Im wahrsten Sinne erfüllt schwinge ich mich auf mein Fahrrad und fahre zum nächsten Treffen an diesem Tag: Kreuzweg der Arbeit. Ein Bekannter hat mich angesprochen, ob ich nicht mitmachen und eine Station übernehmen möchte. Organisator dieser Veranstaltung ist die Katholische Arbeitnehmerbewegung. Wir treffen uns vor der katholischen Kirche Liebfrauen. Kreuzweg der Arbeit: Ein großes Holzkreuz wird wie bei einer Prozession durch die Stadt getragen und an verschiedenen Orten gibt es Lesungen, Gebete, Lieder. Etwa 50 Personen nehmen teil. Aufgegriffen werden Themen der Arbeit, Probleme der Gesellschaft, Missstände im Arbeitsleben. Alles hochpolitisch. Da ich im Ravensburger Stadtrat mitarbeite, wurde ich zum Thema Demokratie angefragt. Ort meiner Station ist das historische Rathaus.

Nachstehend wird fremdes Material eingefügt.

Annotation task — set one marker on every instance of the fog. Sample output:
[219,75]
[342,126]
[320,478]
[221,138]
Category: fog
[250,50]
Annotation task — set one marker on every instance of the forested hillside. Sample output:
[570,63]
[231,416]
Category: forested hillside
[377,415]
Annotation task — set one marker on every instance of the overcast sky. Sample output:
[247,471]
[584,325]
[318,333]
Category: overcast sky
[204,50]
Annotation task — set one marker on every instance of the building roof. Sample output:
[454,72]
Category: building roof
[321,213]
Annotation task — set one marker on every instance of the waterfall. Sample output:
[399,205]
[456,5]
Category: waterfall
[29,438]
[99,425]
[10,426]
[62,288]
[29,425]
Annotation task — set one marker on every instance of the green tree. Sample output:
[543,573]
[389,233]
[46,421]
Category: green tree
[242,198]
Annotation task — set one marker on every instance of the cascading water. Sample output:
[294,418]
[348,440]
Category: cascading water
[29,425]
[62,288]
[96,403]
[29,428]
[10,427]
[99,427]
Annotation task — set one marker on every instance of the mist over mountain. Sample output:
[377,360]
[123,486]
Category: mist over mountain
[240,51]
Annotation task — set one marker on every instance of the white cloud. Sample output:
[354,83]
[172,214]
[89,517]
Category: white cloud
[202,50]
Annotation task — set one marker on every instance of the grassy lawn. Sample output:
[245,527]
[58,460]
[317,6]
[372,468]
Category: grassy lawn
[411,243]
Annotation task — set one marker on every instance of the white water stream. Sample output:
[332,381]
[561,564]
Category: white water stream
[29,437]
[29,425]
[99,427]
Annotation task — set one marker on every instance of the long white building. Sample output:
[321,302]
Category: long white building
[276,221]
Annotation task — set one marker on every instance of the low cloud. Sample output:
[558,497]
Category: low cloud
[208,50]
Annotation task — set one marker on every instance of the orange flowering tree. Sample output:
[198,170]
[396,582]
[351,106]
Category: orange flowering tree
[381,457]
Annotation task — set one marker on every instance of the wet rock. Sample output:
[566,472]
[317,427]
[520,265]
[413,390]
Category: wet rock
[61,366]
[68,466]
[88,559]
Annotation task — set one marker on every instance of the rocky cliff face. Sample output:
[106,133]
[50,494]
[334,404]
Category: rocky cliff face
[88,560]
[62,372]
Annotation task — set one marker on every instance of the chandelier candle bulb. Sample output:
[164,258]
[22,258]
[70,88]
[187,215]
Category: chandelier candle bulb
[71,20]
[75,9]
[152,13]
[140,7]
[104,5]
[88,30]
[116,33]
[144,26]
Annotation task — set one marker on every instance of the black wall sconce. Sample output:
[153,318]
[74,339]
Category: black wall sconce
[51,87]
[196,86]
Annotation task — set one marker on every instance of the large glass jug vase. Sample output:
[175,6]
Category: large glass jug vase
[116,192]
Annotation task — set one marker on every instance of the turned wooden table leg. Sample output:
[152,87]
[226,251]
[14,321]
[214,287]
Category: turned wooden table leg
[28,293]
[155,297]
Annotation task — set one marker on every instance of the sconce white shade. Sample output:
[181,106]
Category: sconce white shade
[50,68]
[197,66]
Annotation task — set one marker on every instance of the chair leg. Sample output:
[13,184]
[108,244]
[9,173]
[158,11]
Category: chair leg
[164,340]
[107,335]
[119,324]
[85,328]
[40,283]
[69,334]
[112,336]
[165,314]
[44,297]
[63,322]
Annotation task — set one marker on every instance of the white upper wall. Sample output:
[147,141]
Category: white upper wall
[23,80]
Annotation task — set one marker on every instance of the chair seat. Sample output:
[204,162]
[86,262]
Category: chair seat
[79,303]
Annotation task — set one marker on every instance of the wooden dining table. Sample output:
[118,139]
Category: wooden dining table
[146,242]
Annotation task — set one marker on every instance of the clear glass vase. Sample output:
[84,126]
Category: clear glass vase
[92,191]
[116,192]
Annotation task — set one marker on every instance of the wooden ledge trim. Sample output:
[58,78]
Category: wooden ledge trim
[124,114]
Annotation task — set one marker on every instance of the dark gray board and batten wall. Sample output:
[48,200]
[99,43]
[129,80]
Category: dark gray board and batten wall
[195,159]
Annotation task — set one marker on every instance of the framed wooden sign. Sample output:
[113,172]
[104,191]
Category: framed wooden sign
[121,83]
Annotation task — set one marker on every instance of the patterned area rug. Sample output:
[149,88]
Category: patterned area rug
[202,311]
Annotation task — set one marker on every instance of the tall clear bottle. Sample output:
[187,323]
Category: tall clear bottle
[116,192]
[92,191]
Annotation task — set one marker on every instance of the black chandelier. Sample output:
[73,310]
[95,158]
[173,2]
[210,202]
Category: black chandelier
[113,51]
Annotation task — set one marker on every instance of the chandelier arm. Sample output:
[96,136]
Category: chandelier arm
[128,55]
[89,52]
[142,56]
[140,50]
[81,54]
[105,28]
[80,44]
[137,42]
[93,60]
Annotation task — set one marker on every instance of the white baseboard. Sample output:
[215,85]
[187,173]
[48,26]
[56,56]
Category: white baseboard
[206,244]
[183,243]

Dort angekommen versuche ich zu erläutern, was mir Sorge macht: Das Aushebeln demokratischer Prozesse rechter Kreise, die Phantasien von Remigration, die die Menschen mit Migrationsgeschichte verunsichern usw. Voller Überzeugung stimme ein Loblied auf die Demokratie an und zitiere den Leitspruch der Menschen, die sich mit christlicher Motivation in der Demokratie engagieren: „Suchet der Stadt Bestes“. Unter den Klängen des Saxophons ziehen wir weiter. Insgesamt sechs Stationen und ein liturgischer Abschluss in der St. Jodokkirche bilden einen spirituellen Rahmen dieser ungewöhnlichen Präsenz in unserer Stadt. Ich beobachte die Menschen in der Fußgängerzone, die zum Teil irritiert reagieren. Manche bleiben stehen, andere machen Scherze. Meine Beobachtung: In einer so gesammelten Atmosphäre fallen einem die Reaktionen Nichtbeteiligter noch intensiver auf. Die meisten ließen sich durch die Allgegenwart ihrer Handys nicht aus der Ruhe bringen. Das Kreuz im öffentlichen Raum, nicht in der Kirche ist im Grunde provozierend, durchbricht das Gewohnte. Die Menschen lassen sich in ihrem Ablauf aber dadurch keineswegs stören. Das überraschende Moment, so habe ich es empfunden, war das jeweilige ziemlich lautstarke Versenken eines Nagels in das Holz des Kreuzes. Dieser Sound dringt durch, auch in der lauten Stadt.  

 

Wasser und Kreuzweg


Zwei komplementäre Erfahrungen an einem gewöhnlichen Freitagnachmittag in einer gewöhnlichen Stadt. Das Wasser, dienend in seiner tiefen Stille, ist einfach nur präsent, um uns zu nähren. Selbstlos und von freundlicher Ästhetik. Das Kreuz in der Stadt ist eher provozierend, alles andere als selbstverständlich und sicher nicht ästhetisch. Trotzdem, meine tiefe Empfindung: wir brauchen beides: Wasser und Kreuz. Stille Genügsamkeit und lauter Protest. In beiden Dimensionen können sich spirituelle Erfahrungen verdichten. Als Beiträge für spirituelles Wachstum jenseits von Konsum.

 

Mein Text am Rathaus:


Das Kreuz. Zeichen für die Passion Jesu. Zentrales Zeichen christlicher Existenz inmitten einer Welt der Wunden. Das Kreuz. Stellvertretendes Zeichen auch für das Leiden in der Welt. Sowohl für das große Leiden an Kriegen und Terrorismus als auch für das namenlose, vergessene, stille Leiden unzähliger Betroffener. Leiden an der Verbohrtheit der Unterdrücker und an der toxischen Machtfülle der Diktatoren. Leiden an der Vergeblichkeit unserer Bemühungen um eine bessere Gesellschaft. Das Kreuz. Es fordert uns heraus, sich diesem Leiden zu stellen. Es fordert uns heraus zum Widerstand gegen die offenen Wunden. Es fordert uns heraus, diese Welt heilend nach Kräften mitzugestalten. Demokratie ist eine Form, dieser Welt ein Gesicht zu geben – in aller Vorläufigkeit, jenseits von Kreuz und Leid.